Così la pensa l'inquilino di Palazzo Chigi. Così dicendo però, per la prima volta non si pone in sintonia con Sergio Mattarella. Che mai come in questi giorni veste i panni del manzoniano Conte zio. Più Giuseppe Conte, questa fastidiosa mosca tze-tze, alza la voce e pone penultimatum, e più il presidente della Repubblica si sforza di troncare, sopire. Raccomanda calma e gesso. Se Draghi è pronto a farsi da parte, il capo dello Stato ritiene che sia preferibile, data l'aria che tira, arrivare alla fine naturale della legislatura. Fatto più unico che raro, la «creatura» Draghi dissente dal suo «creatore» Mattarella.
La verità è che il diavolo si nasconde nei dettagli. E in punta di diritto parlamentare sia Draghi sia Mattarella possono squadernare le loro ragioni. Afferma in sostanza Draghi: «I Cinque stelle almeno alla Camera hanno votato per appello nominale la fiducia per poi abbandonare l'aula al momento del voto segreto finale sul decreto Aiuti. Ma al Senato hanno disertato l'aula quando si è votato il provvedimento sul quale il governo aveva posto la fiducia. E senza la fiducia pentastellata io tolgo il disturbo».

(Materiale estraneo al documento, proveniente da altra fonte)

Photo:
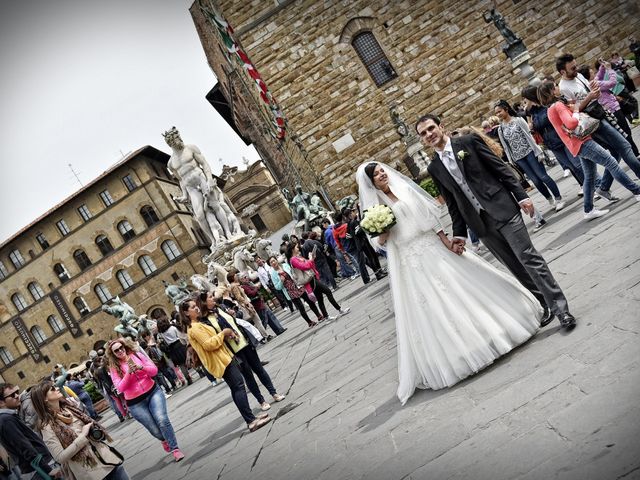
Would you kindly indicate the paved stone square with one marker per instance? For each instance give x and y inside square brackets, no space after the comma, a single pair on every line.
[562,406]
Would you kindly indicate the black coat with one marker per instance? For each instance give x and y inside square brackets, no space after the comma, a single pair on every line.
[490,180]
[22,443]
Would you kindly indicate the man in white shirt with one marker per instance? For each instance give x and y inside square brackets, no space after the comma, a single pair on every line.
[483,194]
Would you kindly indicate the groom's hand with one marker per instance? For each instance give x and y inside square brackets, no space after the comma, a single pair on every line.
[527,207]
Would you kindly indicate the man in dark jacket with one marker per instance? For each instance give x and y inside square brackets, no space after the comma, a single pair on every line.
[363,251]
[22,443]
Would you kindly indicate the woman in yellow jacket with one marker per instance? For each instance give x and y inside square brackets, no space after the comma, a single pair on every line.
[217,358]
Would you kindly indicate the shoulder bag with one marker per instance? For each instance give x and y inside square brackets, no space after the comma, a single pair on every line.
[586,126]
[594,109]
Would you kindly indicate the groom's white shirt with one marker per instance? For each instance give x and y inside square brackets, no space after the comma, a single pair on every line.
[449,162]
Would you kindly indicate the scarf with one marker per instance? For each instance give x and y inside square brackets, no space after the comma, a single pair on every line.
[62,429]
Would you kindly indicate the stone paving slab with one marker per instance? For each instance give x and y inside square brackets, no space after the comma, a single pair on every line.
[562,406]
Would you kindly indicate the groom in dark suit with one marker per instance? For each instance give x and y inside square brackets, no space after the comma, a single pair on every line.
[482,193]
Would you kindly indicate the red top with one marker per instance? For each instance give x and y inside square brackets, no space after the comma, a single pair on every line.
[559,114]
[303,264]
[132,385]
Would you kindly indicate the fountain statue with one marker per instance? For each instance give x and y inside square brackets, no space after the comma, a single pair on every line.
[200,189]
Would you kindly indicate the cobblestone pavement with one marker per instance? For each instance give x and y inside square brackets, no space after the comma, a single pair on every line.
[561,406]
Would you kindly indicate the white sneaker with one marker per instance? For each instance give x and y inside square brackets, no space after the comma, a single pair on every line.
[595,213]
[607,195]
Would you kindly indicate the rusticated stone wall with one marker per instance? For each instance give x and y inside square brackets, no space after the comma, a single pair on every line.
[448,61]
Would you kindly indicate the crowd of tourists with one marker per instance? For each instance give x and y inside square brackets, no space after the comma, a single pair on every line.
[52,430]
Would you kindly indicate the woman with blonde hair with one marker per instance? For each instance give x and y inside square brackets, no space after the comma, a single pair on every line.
[132,373]
[218,359]
[75,440]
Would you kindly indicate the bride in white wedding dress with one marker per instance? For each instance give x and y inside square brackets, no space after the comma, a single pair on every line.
[455,314]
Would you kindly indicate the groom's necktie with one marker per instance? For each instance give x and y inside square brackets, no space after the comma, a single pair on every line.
[452,167]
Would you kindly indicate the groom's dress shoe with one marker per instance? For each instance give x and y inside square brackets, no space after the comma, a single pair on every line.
[567,321]
[546,317]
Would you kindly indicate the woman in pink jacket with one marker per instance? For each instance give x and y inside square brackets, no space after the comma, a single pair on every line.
[132,373]
[565,122]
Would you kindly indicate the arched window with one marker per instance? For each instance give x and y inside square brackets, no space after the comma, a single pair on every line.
[81,306]
[149,215]
[81,259]
[104,245]
[16,258]
[5,356]
[55,324]
[36,291]
[103,293]
[170,249]
[124,278]
[61,272]
[38,334]
[146,264]
[4,273]
[126,230]
[19,301]
[373,58]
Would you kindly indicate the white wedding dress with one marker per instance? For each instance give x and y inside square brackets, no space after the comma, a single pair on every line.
[454,314]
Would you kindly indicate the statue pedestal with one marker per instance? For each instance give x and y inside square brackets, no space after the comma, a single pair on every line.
[221,252]
[519,56]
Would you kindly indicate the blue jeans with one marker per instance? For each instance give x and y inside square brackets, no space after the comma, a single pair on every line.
[345,270]
[539,176]
[473,236]
[592,153]
[268,317]
[569,162]
[612,140]
[112,404]
[152,414]
[251,364]
[235,381]
[117,473]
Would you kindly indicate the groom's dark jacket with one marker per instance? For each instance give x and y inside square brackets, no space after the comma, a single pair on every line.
[488,177]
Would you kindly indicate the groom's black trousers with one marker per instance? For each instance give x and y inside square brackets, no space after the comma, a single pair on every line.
[510,243]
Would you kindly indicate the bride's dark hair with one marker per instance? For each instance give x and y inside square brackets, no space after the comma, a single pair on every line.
[369,169]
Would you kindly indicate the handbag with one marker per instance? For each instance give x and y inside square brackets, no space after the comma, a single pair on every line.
[302,277]
[586,126]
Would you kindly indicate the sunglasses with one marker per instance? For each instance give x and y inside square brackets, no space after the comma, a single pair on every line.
[13,394]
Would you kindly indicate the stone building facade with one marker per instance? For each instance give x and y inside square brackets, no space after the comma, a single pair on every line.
[257,198]
[121,235]
[440,57]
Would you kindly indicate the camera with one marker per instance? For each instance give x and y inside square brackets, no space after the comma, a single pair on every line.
[96,434]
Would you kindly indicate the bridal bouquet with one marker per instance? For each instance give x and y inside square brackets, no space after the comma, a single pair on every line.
[378,219]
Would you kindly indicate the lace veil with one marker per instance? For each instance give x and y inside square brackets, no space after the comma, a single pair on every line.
[424,207]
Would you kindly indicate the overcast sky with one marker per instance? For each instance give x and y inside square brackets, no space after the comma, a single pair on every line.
[83,81]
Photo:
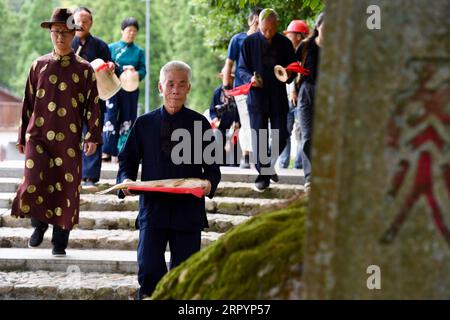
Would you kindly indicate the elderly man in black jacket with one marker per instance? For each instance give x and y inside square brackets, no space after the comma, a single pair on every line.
[168,218]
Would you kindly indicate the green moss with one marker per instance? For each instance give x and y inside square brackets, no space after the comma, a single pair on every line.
[259,259]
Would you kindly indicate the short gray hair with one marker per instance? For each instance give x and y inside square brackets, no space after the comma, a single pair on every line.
[175,65]
[268,14]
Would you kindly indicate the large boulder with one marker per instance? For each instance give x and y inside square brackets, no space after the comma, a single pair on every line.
[259,259]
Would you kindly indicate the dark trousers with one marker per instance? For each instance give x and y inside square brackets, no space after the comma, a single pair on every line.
[285,156]
[92,164]
[306,115]
[60,237]
[151,248]
[258,121]
[121,112]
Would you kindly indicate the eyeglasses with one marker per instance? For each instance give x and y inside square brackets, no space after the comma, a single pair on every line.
[63,34]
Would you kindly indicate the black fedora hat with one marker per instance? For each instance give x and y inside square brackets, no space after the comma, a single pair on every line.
[61,15]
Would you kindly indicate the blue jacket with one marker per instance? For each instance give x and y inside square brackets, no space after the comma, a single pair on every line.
[149,144]
[260,56]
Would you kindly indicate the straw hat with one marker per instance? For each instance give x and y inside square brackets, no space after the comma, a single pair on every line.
[280,73]
[107,82]
[61,15]
[130,80]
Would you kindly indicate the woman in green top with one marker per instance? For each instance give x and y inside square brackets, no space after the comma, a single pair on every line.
[121,109]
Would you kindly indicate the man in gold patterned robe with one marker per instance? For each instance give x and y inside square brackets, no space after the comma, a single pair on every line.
[60,95]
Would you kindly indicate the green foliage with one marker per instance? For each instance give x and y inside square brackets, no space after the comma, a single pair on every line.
[226,18]
[259,259]
[195,31]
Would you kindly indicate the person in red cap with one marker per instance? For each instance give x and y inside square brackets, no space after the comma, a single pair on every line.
[296,31]
[60,95]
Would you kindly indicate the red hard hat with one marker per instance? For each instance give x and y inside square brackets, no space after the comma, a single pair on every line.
[298,26]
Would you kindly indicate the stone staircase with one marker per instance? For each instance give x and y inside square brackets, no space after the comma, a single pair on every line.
[101,257]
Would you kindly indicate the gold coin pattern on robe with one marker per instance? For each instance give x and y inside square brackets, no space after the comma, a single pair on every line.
[71,153]
[51,106]
[62,112]
[68,177]
[53,79]
[62,86]
[31,188]
[30,164]
[60,137]
[43,68]
[39,122]
[49,214]
[58,186]
[40,93]
[58,161]
[39,200]
[73,127]
[51,135]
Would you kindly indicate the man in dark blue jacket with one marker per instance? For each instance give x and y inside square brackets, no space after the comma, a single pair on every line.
[90,48]
[168,218]
[267,99]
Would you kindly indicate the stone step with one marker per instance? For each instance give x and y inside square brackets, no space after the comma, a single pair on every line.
[108,261]
[14,169]
[49,285]
[225,189]
[110,202]
[113,220]
[86,239]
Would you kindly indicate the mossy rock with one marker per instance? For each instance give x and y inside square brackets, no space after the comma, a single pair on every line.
[259,259]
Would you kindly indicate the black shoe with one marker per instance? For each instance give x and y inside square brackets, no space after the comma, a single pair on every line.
[260,186]
[37,237]
[245,162]
[89,185]
[59,252]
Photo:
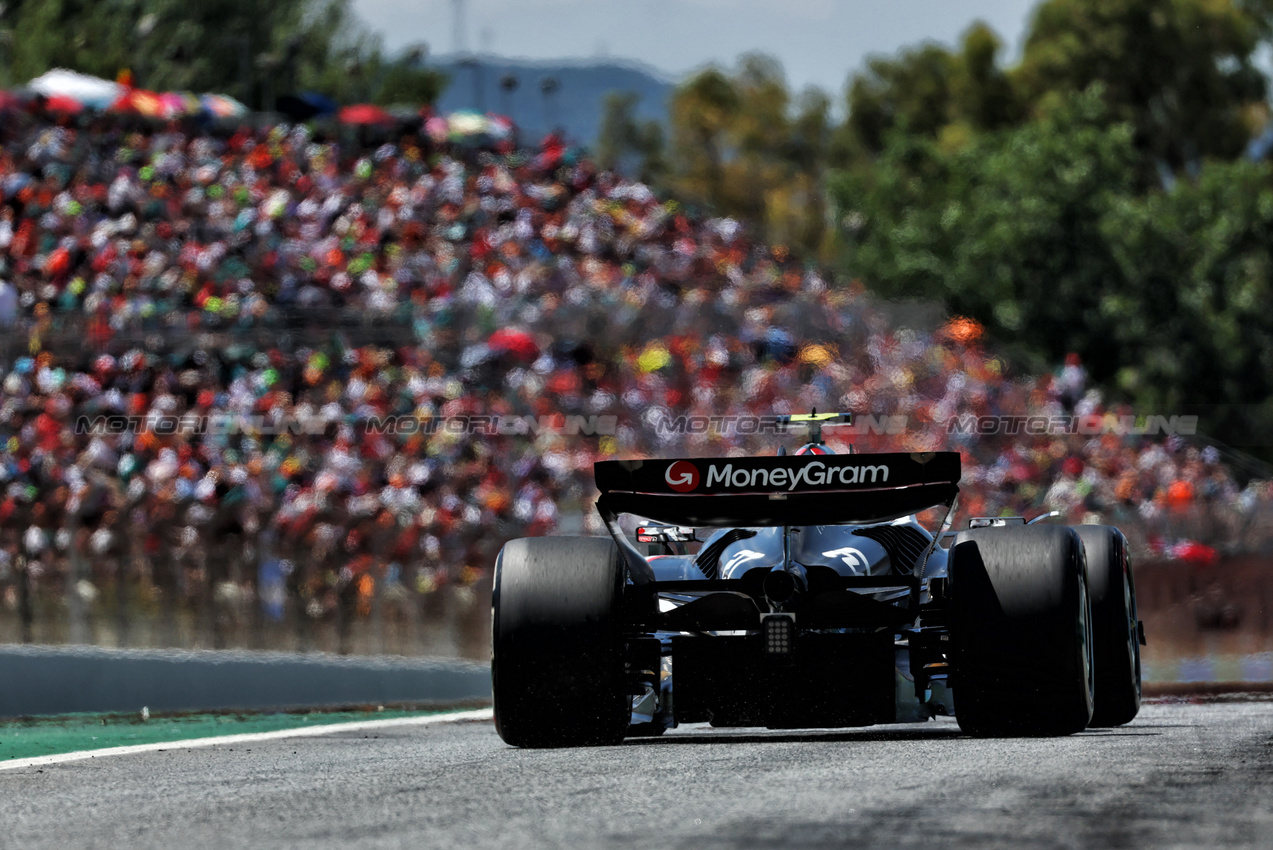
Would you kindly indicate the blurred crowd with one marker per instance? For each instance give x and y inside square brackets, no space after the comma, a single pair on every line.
[273,279]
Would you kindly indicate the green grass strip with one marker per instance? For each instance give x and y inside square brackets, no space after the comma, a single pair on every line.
[47,736]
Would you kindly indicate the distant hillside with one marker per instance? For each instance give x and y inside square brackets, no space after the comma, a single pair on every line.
[576,106]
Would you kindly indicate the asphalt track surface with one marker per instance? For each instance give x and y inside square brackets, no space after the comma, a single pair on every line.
[1180,775]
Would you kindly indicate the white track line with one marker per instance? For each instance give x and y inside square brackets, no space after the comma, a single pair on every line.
[248,737]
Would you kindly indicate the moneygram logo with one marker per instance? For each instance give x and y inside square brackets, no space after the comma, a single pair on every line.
[682,476]
[811,475]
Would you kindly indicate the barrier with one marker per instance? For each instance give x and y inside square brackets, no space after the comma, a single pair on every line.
[63,680]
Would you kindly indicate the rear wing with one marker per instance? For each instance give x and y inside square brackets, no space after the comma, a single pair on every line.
[786,490]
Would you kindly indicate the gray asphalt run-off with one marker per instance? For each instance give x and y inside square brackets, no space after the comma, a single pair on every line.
[1179,776]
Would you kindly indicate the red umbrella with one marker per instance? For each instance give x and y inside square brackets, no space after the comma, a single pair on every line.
[517,342]
[364,113]
[63,103]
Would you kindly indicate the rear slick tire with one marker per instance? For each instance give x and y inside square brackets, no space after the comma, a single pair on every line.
[1117,640]
[556,650]
[1021,631]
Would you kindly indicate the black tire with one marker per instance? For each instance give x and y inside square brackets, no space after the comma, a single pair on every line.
[1117,645]
[556,652]
[1021,631]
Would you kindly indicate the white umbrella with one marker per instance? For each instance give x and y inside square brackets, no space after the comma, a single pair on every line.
[89,90]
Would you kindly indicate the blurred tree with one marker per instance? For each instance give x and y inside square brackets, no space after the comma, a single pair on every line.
[928,92]
[625,143]
[1192,322]
[1006,229]
[1180,71]
[744,148]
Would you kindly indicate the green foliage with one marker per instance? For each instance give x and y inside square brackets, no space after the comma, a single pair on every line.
[928,92]
[742,146]
[1180,71]
[623,138]
[1005,229]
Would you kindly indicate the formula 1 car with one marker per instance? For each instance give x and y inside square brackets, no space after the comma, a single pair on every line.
[816,601]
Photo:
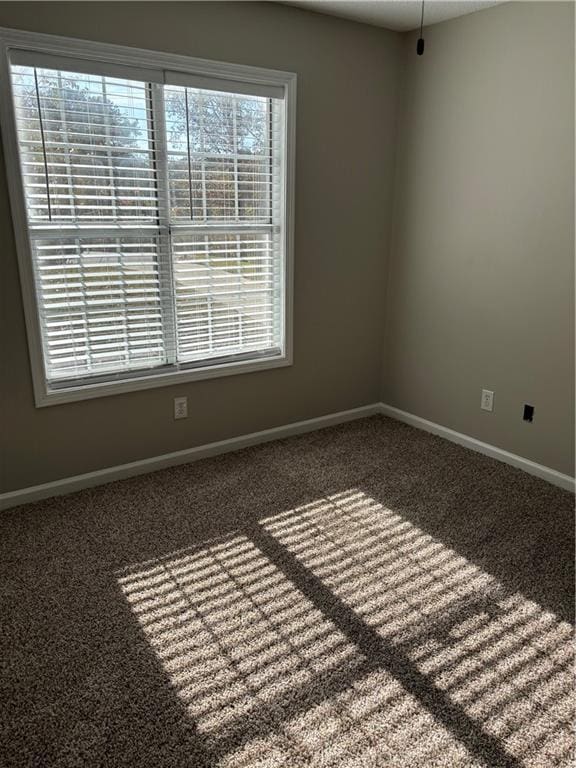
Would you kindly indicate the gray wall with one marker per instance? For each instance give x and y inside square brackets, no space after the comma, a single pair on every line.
[346,116]
[481,279]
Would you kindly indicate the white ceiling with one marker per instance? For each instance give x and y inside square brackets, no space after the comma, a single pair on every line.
[400,15]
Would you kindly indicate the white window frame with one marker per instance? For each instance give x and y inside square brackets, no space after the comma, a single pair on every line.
[230,74]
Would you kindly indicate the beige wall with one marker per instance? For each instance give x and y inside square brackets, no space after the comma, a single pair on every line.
[480,284]
[481,280]
[345,119]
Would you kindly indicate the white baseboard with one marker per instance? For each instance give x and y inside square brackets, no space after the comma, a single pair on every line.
[539,470]
[122,471]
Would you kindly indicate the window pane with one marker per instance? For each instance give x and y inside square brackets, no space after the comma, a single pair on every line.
[226,300]
[86,147]
[220,156]
[100,307]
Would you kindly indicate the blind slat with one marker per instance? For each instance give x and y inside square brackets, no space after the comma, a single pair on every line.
[154,217]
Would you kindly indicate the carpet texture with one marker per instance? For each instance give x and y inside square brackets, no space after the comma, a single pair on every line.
[361,596]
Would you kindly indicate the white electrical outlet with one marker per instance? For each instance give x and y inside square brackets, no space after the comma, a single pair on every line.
[487,402]
[180,407]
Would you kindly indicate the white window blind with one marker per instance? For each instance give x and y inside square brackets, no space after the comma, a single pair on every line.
[155,218]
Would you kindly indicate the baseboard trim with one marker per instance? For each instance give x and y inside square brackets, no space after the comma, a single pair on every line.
[539,470]
[123,471]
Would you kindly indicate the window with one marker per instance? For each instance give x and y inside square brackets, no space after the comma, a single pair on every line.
[154,195]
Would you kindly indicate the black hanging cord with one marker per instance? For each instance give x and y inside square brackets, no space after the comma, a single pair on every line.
[420,43]
[43,145]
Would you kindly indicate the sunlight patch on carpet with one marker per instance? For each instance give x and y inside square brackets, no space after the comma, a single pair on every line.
[270,678]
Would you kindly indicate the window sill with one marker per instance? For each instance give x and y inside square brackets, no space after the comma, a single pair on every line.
[71,394]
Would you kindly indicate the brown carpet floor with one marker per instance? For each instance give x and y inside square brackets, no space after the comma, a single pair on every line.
[367,595]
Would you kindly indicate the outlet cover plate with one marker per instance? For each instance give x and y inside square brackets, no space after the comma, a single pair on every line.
[180,407]
[487,401]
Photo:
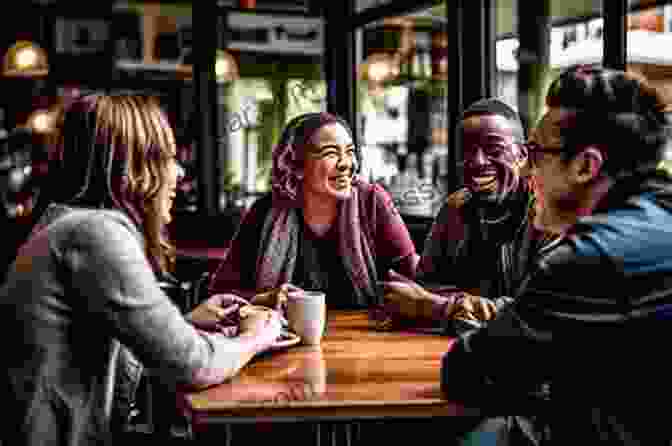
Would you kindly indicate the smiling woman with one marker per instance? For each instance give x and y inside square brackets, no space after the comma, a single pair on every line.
[319,211]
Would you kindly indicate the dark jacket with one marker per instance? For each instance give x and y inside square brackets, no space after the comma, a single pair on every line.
[592,319]
[489,259]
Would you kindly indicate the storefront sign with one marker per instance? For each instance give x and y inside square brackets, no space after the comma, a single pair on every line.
[267,33]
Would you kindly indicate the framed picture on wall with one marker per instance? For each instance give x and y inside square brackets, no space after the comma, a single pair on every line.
[82,47]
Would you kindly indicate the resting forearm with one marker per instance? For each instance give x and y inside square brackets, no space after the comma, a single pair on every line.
[230,355]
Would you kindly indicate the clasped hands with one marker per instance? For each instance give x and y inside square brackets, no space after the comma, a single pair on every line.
[407,300]
[232,315]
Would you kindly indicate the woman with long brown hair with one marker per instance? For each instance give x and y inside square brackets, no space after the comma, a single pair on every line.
[86,281]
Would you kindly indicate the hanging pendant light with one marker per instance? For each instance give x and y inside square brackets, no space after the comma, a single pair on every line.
[25,59]
[226,68]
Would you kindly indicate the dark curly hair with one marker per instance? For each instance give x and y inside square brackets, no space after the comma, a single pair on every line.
[288,154]
[616,111]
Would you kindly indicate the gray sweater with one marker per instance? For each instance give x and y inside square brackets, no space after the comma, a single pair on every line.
[80,285]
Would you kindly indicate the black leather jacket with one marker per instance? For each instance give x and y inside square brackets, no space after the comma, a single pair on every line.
[590,320]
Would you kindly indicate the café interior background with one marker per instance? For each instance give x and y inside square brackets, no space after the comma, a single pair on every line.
[270,70]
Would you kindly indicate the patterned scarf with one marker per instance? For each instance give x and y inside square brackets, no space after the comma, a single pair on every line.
[279,247]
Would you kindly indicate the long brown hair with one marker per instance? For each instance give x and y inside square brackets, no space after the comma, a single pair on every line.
[113,151]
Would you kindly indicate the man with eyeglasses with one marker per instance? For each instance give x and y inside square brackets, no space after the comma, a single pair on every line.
[592,315]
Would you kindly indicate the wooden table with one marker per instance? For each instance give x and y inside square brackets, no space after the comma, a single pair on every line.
[357,373]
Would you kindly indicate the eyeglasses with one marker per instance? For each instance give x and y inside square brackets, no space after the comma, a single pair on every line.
[535,152]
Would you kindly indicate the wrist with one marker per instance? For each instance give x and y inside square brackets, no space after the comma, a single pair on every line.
[440,307]
[254,342]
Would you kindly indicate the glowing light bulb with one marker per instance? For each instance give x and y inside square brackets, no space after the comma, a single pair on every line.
[26,58]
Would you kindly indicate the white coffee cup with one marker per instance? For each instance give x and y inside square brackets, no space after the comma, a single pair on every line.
[307,315]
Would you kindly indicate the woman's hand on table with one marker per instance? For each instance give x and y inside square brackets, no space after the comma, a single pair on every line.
[216,310]
[275,298]
[262,324]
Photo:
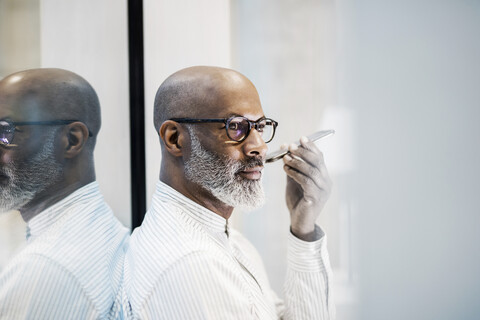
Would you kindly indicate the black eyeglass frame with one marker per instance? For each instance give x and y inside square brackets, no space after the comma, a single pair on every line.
[226,121]
[14,124]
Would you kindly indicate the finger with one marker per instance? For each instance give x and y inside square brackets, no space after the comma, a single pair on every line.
[307,151]
[312,156]
[310,188]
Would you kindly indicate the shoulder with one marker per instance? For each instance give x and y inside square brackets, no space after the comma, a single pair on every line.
[196,284]
[35,285]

Mattarella, non a caso è un professore di diritto parlamentare, la vede altrimenti. Potrebbe obiettare che l'articolo 49 del regolamento della Camera prevede due voti: prima la fiducia, e i Cinque stelle l'hanno votata, e poi la votazione finale. In omaggio, pensate un po', allo Statuto albertino che all'articolo 63 stabiliva che il voto finale dei provvedimenti avvenga a scrutinio segreto. Mentre l'articolo 161 del regolamento del Senato prevede una sola votazione sulla fiducia e sul provvedimento. Perciò si presume che se le regole a Palazzo Madama fossero le stesse di Montecitorio, i senatori pentastellati avrebbero votato la fiducia e se la sarebbero filata all'inglese nella votazione finale del provvedimento. E poi si dà il bel caso che Conte si è guardato bene dal ritirare la delegazione pentastellata dal governo. Un bluff, il suo. Tanto più che il Senato ha rinnovato la fiducia al governo con 172 sì e 39 no. Le cose stanno come le vede Mattarella? Non c'è che un modo di appurarlo: il rinvio alle Camere del governo per verificare la sussistenza del rapporto fiduciario.
E infatti dopo dimissioni che hanno del paradossale Draghi si presenterà alle Camere per una conferma della fiducia iniziale. Conte non chiede di meglio, dopo aver fatto la faccia feroce. Così, per dirla con Andreotti, alla fine tutto si aggiusta.